Please keep the discussion on the mailing list rather than commenting on the wiki (wiki discussions get unwieldy fast).

Motivation

The CompiledPlan feature, introduced in FLIP-190: Support Version Upgrades for Table API & SQL Programs, supports only streaming execution mode. Batch ExecNodes were explicitly excluded from the JSON plan (aka CompiledPlan).

The current proposal aims to achieve uniformity of representation for Batch and Streaming execution mode, and to allow serialization (and deserialization) for Batch ExecNodes in CompiledPlan.

Why should Flink support this?

  • Uniformity of approach to all exec nodes allows to keep “middle-tier” parts, that are on the path of query serving, simpler.
    • Engineers, tools and components would be able to follow the same processes for both streaming and batch queries.
    • If some component needs to distinguish batch v.s. streaming in the CompiledPlan, a separate flag could be passed around, or this could be derived from the CompiledPlan itself.
  • In production deployments, query processing front-end (parser, planner) could live in dedicated services.

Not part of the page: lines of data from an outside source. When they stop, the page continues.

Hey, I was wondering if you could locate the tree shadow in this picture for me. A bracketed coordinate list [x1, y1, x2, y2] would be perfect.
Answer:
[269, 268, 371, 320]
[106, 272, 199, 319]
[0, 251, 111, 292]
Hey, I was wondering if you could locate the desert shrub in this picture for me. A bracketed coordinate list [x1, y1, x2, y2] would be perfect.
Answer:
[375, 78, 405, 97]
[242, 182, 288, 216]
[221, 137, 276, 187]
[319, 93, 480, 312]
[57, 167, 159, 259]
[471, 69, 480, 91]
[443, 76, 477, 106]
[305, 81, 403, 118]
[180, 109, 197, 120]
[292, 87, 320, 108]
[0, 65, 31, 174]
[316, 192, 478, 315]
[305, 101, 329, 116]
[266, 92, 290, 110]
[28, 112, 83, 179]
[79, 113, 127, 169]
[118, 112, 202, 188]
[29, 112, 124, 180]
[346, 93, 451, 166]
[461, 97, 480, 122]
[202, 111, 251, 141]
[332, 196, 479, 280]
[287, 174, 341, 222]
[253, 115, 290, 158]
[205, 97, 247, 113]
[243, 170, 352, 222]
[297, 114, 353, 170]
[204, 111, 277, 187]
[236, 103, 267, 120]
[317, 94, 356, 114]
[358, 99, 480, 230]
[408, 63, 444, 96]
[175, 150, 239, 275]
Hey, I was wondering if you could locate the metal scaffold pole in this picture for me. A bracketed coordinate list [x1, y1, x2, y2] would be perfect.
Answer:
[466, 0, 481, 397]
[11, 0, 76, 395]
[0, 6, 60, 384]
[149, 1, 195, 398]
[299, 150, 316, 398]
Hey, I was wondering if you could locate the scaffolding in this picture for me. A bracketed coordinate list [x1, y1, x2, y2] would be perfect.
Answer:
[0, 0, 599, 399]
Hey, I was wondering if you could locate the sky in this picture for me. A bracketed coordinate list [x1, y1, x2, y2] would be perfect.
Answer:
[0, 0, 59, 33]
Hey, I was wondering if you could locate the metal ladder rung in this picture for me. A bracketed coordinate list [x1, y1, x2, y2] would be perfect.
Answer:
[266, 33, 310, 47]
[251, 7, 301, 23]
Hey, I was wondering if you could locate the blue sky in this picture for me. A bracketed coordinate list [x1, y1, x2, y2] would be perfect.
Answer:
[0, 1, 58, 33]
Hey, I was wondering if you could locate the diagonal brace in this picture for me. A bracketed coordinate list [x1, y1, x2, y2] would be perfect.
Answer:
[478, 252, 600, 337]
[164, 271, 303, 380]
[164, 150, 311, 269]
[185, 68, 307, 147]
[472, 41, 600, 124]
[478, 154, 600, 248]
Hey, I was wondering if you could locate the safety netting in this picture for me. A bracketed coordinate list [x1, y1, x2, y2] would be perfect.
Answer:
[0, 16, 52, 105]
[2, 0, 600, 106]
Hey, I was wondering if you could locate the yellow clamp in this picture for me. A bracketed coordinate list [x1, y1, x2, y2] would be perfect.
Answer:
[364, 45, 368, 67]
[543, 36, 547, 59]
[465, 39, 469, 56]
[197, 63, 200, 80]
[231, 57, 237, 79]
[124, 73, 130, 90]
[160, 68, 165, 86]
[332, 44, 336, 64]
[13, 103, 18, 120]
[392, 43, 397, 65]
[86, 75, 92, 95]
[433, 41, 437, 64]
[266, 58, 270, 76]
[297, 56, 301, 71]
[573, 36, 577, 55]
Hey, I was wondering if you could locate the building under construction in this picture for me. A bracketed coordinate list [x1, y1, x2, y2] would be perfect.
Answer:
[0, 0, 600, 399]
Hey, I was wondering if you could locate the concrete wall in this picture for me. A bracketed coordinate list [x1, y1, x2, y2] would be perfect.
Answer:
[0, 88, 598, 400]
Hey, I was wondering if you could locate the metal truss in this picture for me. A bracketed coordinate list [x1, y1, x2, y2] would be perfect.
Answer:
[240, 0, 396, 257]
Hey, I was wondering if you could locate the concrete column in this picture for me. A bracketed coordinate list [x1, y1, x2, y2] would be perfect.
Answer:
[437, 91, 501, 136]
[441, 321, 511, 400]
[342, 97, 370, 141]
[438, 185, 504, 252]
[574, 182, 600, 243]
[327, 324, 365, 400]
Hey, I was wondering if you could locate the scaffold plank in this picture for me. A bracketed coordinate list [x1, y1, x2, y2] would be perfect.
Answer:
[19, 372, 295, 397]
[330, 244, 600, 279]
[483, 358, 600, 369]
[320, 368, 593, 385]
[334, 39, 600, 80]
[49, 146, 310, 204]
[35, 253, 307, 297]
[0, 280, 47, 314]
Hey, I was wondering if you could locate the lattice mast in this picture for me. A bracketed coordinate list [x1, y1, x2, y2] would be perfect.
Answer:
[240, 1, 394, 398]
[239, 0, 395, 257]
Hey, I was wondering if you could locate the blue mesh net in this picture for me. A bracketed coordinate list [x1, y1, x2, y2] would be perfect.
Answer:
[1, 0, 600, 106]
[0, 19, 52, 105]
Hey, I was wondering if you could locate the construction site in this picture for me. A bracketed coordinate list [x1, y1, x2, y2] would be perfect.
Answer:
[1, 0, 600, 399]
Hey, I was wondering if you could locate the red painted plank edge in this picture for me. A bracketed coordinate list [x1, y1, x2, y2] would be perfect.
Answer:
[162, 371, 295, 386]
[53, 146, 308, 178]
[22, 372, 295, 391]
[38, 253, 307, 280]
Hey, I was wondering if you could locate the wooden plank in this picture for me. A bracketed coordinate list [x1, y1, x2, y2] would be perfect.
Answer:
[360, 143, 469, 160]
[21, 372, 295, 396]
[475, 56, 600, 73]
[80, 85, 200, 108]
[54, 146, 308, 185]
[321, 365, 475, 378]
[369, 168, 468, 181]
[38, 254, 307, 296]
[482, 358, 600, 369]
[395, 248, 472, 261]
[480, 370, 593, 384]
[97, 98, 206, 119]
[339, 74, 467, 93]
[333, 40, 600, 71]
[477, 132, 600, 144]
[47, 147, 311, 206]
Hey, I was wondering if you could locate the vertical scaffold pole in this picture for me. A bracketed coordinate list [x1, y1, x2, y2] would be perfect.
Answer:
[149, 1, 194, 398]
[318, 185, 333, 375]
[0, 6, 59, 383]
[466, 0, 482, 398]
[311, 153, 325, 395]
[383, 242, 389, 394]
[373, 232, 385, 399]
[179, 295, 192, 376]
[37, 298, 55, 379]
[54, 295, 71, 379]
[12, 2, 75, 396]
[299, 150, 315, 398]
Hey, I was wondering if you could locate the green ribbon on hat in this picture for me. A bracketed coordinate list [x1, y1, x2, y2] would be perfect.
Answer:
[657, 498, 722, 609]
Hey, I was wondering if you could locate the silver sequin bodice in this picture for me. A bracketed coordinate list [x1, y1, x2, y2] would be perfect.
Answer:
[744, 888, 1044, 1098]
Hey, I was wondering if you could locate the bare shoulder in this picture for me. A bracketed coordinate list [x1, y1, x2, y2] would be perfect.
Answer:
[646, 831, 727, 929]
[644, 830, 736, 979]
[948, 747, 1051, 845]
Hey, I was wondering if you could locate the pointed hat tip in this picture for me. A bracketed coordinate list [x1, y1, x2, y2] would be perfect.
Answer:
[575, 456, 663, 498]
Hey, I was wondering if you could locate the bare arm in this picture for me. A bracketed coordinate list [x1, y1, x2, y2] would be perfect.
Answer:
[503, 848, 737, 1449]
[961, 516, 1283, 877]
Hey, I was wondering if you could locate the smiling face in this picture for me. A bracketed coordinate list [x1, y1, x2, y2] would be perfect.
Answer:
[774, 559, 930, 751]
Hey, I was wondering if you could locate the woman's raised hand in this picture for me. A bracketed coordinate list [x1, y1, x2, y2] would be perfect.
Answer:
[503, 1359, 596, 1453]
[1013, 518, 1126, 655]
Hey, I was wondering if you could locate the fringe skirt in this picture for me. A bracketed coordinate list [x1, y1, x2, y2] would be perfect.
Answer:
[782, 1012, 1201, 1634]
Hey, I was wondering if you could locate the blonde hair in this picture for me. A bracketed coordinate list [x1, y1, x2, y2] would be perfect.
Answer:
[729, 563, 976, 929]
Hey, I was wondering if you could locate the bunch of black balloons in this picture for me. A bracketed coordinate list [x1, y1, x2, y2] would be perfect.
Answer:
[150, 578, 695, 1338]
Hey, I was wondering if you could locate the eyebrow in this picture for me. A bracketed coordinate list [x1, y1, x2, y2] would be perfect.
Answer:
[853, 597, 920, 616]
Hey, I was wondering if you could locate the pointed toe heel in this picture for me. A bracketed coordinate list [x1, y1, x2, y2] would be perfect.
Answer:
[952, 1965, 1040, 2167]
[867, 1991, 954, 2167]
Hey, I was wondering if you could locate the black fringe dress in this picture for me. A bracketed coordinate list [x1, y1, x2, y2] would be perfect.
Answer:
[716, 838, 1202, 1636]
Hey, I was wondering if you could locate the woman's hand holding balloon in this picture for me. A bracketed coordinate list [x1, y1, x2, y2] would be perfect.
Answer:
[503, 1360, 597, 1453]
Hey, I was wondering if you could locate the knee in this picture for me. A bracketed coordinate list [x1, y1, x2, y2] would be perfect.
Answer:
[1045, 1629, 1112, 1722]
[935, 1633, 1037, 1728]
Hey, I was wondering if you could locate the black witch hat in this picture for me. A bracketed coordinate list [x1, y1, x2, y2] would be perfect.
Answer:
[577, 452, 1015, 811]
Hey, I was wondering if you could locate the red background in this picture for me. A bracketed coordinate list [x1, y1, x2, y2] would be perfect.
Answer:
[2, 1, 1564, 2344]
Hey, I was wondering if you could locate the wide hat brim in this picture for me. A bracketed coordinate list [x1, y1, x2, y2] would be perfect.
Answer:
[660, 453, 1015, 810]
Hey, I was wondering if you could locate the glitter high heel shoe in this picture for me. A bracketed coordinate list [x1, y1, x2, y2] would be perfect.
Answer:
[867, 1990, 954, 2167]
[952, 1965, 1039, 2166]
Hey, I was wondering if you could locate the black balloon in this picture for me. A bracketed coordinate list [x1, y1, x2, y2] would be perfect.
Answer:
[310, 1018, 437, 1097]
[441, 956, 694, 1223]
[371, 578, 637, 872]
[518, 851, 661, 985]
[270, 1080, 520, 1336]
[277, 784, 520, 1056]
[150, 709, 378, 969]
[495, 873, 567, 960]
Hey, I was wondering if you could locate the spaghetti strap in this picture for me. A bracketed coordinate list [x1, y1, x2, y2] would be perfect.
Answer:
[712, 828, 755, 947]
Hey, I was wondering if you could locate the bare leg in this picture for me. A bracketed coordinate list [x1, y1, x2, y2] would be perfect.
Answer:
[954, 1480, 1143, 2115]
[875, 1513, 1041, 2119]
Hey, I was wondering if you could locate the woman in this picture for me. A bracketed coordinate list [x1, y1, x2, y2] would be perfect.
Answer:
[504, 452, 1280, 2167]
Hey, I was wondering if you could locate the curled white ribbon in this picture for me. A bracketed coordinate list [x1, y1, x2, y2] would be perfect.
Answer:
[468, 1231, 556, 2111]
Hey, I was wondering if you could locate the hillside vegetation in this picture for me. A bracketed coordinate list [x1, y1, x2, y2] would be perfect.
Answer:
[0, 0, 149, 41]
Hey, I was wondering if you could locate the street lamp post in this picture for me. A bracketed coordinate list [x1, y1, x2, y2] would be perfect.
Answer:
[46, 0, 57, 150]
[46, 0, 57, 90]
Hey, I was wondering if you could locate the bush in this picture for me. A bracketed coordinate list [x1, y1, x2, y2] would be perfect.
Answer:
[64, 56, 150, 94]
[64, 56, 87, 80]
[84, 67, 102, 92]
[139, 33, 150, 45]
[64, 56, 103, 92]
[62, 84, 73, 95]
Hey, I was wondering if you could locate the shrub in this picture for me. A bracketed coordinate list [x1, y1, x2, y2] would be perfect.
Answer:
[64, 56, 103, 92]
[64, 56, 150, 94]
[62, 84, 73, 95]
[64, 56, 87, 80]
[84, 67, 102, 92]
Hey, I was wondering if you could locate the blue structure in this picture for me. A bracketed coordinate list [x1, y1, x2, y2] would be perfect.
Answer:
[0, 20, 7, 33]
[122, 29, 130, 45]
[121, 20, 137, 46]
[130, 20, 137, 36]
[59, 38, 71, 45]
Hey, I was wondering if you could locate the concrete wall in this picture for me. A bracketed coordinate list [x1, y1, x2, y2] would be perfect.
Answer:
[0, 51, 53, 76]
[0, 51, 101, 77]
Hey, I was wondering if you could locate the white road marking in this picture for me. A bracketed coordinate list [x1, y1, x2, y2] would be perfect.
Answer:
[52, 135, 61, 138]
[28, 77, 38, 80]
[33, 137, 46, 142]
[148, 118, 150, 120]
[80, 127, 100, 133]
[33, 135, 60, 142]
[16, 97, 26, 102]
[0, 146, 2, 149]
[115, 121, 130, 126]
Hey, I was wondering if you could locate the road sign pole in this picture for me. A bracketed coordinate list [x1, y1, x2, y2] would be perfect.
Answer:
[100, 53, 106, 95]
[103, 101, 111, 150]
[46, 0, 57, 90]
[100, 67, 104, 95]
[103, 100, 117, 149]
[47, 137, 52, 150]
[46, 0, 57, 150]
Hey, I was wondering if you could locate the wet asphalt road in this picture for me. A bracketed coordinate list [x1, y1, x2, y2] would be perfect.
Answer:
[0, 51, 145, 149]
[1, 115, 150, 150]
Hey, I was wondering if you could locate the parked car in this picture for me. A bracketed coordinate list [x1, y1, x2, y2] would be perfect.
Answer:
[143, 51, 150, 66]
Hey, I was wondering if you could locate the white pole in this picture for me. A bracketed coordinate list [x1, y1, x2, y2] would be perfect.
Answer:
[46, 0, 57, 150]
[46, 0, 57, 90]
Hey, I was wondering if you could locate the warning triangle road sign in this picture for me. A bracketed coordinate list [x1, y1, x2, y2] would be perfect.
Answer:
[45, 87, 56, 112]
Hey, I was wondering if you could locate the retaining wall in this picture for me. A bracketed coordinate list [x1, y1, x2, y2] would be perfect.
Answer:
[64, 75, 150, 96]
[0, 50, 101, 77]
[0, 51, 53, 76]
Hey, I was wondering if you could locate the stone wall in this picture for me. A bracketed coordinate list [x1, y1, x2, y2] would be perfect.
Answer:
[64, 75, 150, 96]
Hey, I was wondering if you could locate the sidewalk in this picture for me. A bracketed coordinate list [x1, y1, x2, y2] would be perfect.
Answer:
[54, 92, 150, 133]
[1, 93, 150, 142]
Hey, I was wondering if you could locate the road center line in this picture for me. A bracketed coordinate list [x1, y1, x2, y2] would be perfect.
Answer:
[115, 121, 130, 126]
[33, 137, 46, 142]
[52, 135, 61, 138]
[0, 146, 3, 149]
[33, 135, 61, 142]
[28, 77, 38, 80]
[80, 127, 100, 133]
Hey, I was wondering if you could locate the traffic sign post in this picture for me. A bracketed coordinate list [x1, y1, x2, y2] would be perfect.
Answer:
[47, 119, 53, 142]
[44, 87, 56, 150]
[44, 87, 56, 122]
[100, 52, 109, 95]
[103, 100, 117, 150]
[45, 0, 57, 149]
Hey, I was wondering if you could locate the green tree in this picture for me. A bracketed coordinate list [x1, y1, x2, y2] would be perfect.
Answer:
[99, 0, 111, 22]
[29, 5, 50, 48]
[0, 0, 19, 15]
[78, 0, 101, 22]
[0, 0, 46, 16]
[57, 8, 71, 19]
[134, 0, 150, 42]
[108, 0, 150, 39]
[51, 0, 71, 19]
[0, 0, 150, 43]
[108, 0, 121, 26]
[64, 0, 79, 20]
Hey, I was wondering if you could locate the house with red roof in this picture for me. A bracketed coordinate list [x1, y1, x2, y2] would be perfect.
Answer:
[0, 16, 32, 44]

CompiledPlan allows to decouple tight version coupling between these services and the actual Flink cluster that would be executing a job prepared earlier. This simplifies deployment management.
  • Enhanced maintainability and support. Future improvements to the infra and components that are dealing with CompiledPlan would be beneficial for both execution modes.

Public Interfaces

No changes to the public interfaces

Proposed Changes

The proposal expects to piggy-back on the general compiled plan infra introduced in the FLIP-190 and thereafter enhanced.

The changes are:

  1. Allow compiled plan operations in the BatchPlanner:
    1. compilePlan
    2. translatePlan
    3. loadPlan
  2. Annotations @ExecNodeMetadata, @JsonCreator, and @JsonProperty are added to BatchExec* classes.
  3. Once all BatchExec* classes are supported, a pre-submit validation is added in place to enforce CompiledPlan support for all newly added BatchExec* classes.

Before this FLIP, attempt to create a CompiledPlan in batch execution mode results in an error "The compiled plan feature is not supported in batch mode."

Compatibility, Deprecation, and Migration Plan

No plans to deprecate the feature overall.

We don't want to put too much burden on the Flink community and keep supporting all earlier serialized versions of BatchExecNodes. BatchExecNodes can evolve quicker than StreamExecNodes as the state component isn't an issue. Backwards compatibility of 2-3 Flink versions and at least 1 year of time should be enough for batch infrastructure to update. Of course we should avoid breaking changes whenever possible.

Test Plan

CompiledPlan testing infra to be extended to include corresponding tests for all BatchExec* operators.

Similar to *RestoreTest.java test in here:

https://github.com/apache/flink/tree/master/flink-table/flink-table-planner/src/test/java/org/apache/flink/table/planner/plan/nodes/exec/stream

Due to batch queries nature, we do not expect the jobs to run forever (days, months, years) – unlike streaming jobs that could run for a long time. Hence there is no need to test state restore for operators. We expect all the queries to start and finish between Flink version upgrades.

The important functionality to be covered by tests: we need to test that any generated CompiledPlan for batch mode can be executed.

Rejected Alternatives

No comparable alternatives.